No ha sido la primera vez que he vivido la prohibición de salir de casa por imperativo legal. El “toque de queda” durante algunos meses lo vivimos, hace años, en Perú. Esto nos enseñó en primer lugar a acatar la normativa gubernamental por fuerza mayor; en segundo a mirar con frecuencia el reloj para ajustar los tiempos y en tercer lugar a conllevar con imaginación la ordenanza horaria. Frente al “que no nos da tiempo de llegar” después de una cena con amigos siempre surgía un “pues quedaros a dormir”.
No fueron tiempos virtuosos ni tortuosos, no andábamos por la calle de 8 de la noche a 7 de la mañana y punto. Los vivimos con la esperanza de que pronto acabaran las limitaciones horarias y el buen humor inconsciente de los pocos años. Pero esta vez es diferente. Muy diferente.
Ahora estoy en el grupo del 96% de los contagiados que mueren. Y mueren asfixiados y solos. Nada apetecible. Así que la imposición gubernamental de quedarse en casa encerrados me ha parecido muy sensata y muy bien. Me pareció. Ahora que han pasado 40 días ya no me parece tan sensata. Porque me pregunto “si no podemos salir para no contagiarnos y morir, ¿para qué quiero vivir?”. Porque la perspectiva de mantenernos encerrados al grupo de riesgo hasta que aparezca una eventual vacuna me parece excesiva. Anti vital. Anti social. Antigua, algo así como “La mujer honrada pierna quebrada y en casa encerrada”.
Porque si me quieres, pero ¿esta sociedad quiere a los viejos? No. Si me respetas, pero ¿esta sociedad sabe lo que es el respeto? No. Bueno pues si me aceptas a mí que soy vieja y a toda mi generación que suman igual de años desde que nacieron, no me encierres en una residencia, no me regales una mala pensión, no me impidas que trabaje aunque tenga fuerzas y ganas, no me impongas una encerrona por decreto de Estado de Alarma sin horizonte. No me impongas una ley mordaza. Déjame vivir con libertad. Tampoco es pedir demasiado.

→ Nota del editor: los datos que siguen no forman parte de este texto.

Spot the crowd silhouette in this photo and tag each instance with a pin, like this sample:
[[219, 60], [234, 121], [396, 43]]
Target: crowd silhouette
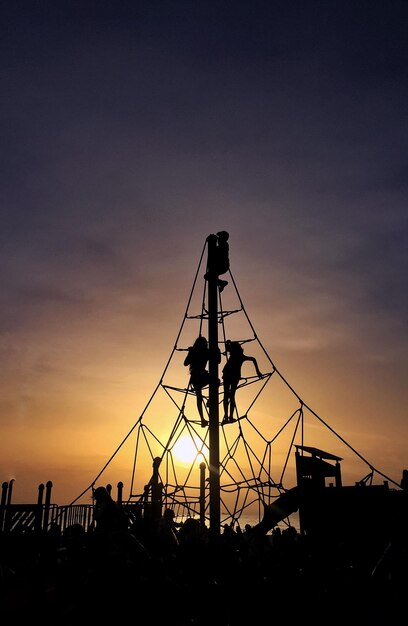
[[175, 574]]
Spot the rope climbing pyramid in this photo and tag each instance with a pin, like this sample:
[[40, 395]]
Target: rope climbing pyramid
[[258, 426]]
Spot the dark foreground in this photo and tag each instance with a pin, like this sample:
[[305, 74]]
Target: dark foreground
[[182, 578]]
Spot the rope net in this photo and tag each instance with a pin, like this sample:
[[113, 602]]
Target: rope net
[[256, 449]]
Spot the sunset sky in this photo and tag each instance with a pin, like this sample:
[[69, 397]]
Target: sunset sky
[[131, 130]]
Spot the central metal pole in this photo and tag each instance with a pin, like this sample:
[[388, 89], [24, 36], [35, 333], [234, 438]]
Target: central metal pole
[[213, 409]]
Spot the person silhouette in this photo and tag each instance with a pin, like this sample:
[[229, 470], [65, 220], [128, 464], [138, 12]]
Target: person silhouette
[[108, 516], [197, 359], [231, 375], [221, 264]]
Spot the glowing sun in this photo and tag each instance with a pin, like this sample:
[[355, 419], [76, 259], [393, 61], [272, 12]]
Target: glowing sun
[[187, 449]]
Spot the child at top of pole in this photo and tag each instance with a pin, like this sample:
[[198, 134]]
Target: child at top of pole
[[221, 261]]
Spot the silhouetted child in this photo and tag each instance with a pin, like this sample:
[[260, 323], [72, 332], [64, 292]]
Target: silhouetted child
[[221, 264], [197, 359], [108, 516], [231, 375]]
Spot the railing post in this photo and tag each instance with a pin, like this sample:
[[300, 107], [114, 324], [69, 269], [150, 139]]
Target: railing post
[[120, 492], [48, 488], [39, 509], [202, 494], [7, 521], [4, 489]]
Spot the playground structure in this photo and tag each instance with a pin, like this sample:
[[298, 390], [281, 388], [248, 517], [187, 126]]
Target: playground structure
[[256, 467]]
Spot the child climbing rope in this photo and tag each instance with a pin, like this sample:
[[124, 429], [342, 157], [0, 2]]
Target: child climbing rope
[[231, 375]]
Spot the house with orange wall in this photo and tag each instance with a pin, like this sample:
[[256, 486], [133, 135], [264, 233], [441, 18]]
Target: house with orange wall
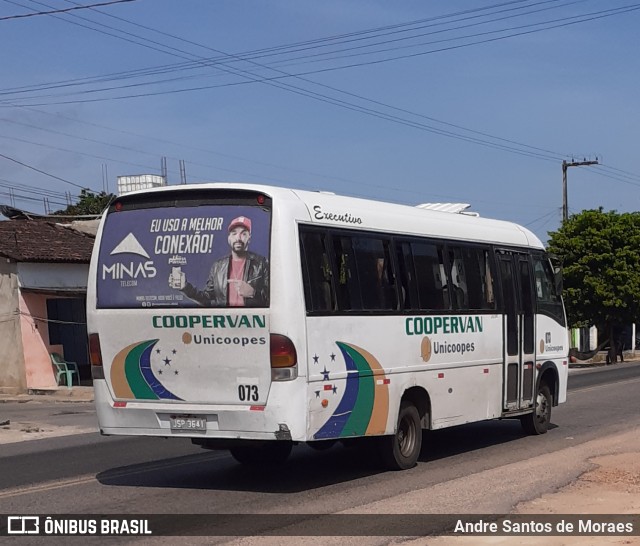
[[43, 281]]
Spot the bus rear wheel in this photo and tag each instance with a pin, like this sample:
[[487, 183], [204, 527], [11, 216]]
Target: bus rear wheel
[[269, 453], [539, 420], [401, 450]]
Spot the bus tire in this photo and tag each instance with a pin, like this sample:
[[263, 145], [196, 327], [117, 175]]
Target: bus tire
[[270, 453], [401, 450], [537, 422]]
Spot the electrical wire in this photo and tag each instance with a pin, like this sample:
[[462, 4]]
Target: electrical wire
[[65, 10]]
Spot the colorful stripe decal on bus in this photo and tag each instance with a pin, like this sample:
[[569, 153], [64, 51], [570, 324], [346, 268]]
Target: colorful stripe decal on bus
[[364, 406], [132, 376]]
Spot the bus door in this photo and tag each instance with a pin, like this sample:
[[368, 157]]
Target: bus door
[[518, 328]]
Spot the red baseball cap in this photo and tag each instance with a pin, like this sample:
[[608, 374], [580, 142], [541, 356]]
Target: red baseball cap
[[241, 221]]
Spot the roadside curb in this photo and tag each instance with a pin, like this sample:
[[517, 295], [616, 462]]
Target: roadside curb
[[73, 395]]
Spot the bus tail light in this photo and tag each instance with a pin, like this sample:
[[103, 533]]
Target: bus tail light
[[95, 357], [284, 358]]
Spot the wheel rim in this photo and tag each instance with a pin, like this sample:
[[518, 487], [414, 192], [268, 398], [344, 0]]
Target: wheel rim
[[406, 437]]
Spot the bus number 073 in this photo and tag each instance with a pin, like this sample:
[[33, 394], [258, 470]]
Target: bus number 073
[[248, 393]]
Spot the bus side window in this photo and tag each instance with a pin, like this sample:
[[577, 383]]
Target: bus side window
[[479, 282], [369, 282], [431, 276], [547, 301], [406, 277], [318, 291], [458, 290], [347, 283]]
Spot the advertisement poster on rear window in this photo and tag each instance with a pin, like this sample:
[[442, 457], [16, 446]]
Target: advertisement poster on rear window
[[208, 256]]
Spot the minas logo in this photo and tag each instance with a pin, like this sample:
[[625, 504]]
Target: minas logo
[[132, 269]]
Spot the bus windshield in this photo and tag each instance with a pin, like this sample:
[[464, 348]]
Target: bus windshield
[[211, 255]]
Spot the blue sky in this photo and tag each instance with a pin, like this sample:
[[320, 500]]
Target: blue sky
[[401, 104]]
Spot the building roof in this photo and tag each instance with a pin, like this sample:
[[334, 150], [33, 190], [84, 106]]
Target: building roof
[[44, 241]]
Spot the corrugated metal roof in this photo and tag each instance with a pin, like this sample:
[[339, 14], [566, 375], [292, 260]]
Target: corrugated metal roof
[[42, 241]]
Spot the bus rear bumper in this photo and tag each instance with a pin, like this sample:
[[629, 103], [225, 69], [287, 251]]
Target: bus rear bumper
[[151, 418]]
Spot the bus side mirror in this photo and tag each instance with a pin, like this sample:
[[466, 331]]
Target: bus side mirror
[[557, 273]]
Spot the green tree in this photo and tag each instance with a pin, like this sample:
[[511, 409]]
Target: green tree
[[600, 255], [88, 203]]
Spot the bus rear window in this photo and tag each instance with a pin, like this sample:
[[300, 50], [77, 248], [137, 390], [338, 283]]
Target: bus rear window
[[209, 255]]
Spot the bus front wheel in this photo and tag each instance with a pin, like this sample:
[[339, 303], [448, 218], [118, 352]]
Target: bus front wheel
[[401, 450], [538, 421]]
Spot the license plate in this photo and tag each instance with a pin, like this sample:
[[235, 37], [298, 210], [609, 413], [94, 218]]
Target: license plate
[[180, 423]]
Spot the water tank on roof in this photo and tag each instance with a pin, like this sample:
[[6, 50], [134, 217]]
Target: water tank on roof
[[131, 183]]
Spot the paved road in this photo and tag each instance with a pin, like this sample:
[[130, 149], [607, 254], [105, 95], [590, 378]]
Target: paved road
[[480, 468]]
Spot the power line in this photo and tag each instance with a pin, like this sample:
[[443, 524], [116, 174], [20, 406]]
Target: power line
[[64, 10], [42, 172]]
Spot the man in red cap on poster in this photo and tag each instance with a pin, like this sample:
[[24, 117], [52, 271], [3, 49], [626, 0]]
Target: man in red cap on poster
[[240, 279]]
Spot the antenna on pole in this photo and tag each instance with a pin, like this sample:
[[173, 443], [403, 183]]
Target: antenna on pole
[[163, 169]]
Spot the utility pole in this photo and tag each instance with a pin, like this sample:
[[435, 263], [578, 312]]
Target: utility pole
[[183, 172], [565, 166]]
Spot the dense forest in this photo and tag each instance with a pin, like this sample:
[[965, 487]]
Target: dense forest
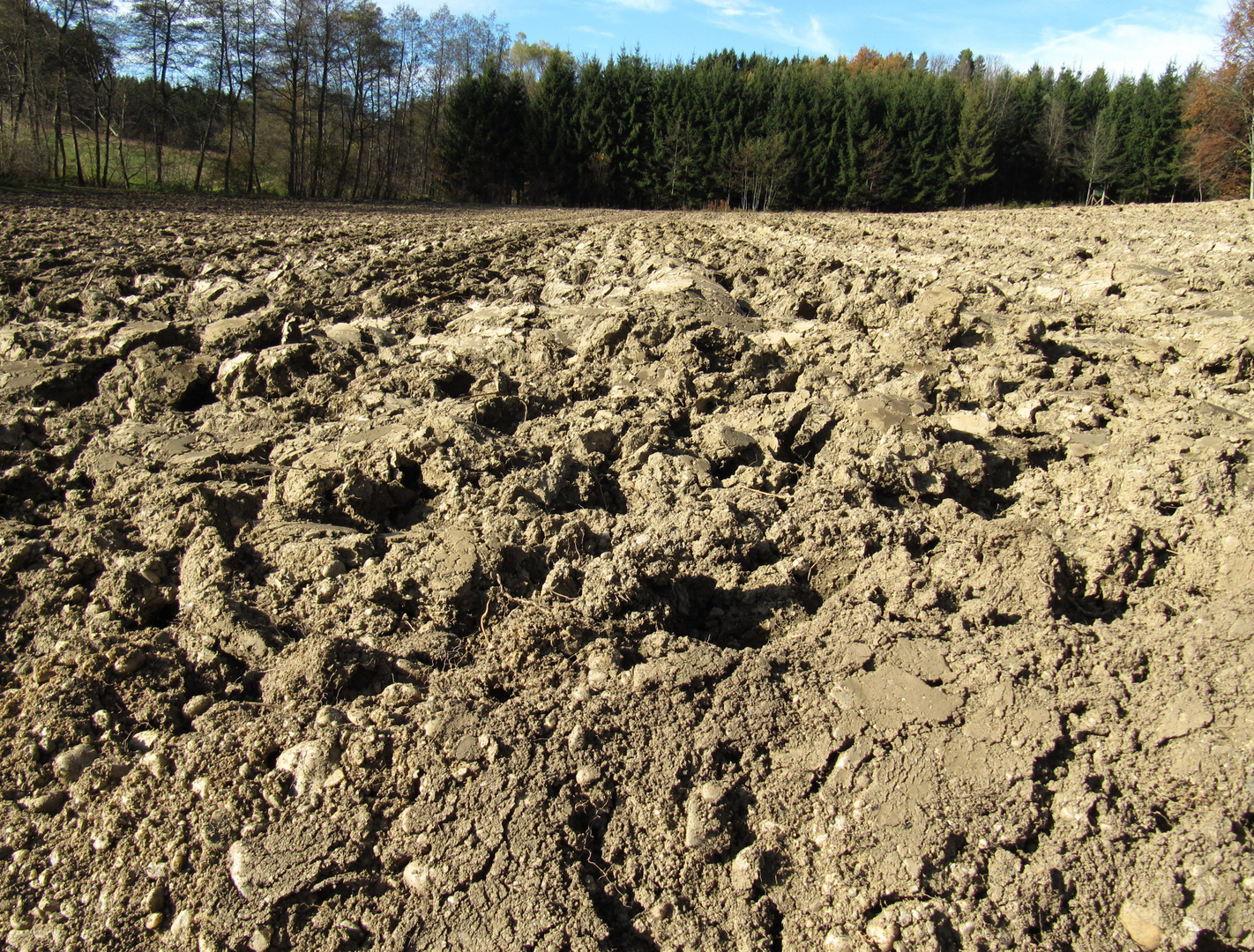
[[333, 100]]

Pero si he aprendido durante esta encerrona. Sí. He aprendido a estar en paz, he aprendido a vivir con sosiego, me he esmerado en vivir el amor cotidiano con mi marido, he gozado con el cuidado de mi casa y he rezado con intensidad creciente en esta mi primera Semana Santa vivida con espiritualidad digital a través de la pantalla. He hecho unos Ejercicios Espirituales via Youtube profundos y esperanzadores. He descansado de las prisas. He apreciado mejor el tiempo, el silencio, la lectura. He echado de menos a todas las personas que quiero y no puedo ver ni abrazar, pero he valorado más aún el tenerlas en el corazón y en el teléfono. Saber que existen me alegra el corazón y me da confianza en el futuro.